I’d like to revisit one aspect of the distinction between abandoning and terminating a match. I understand the basic distinctions and the process for determining which course of action a referee should take as described in your answer at . However, I would like to ask specifically about the case of a youth match played in the US: if the last “responsible adult” in the team area has to be expelled for irresponsible behavior (thus leaving no adults in the team area), would the match be abandoned or terminated. I lean towards the latter answer since it seems to fall within the realm of serious breaches of the Law and should result in a game that cannot be replayed. However, I can also see that one may argue that the match should only be abandoned so as to allow for replay of the match once the competition authority has dealt appropriately with the inappropriate adults. Which is the most appropriate choice?

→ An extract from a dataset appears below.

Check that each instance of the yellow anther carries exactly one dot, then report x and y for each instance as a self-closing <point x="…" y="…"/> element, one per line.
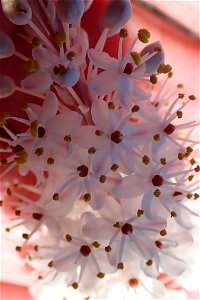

For completeness, if the last responsible adult must leave for some reason other than irresponsible behavior (e.g., illness, family or work emergency, etc), it seems to me that abandonment would be the appropriate decision for the referee in such a case. Do you agree?

USSF answer (January 16, 2012):
Our original answer of March 31, 2010, titled STOP, SUSPEND, ABANDON OR TERMINATE, simply suggested that the referee abandon the match in the scenario you put forth. Why? There is nothing in the Laws of the Game to cover this specific situation — and may not be in the rules of the competition either — but common sense suggests this to be the safest course to follow.

The International Board’s use of the word “termination” is, as in a number of other cases, a bit loose, suggesting only that the game is declared to be ended (as in the final paragraph of Law 5 on “Decisions of the Referee”). In most cases it is generally reserved for a situation where non-weather influences (invasion of the field, general melee, etc.) have made the game no longer playable.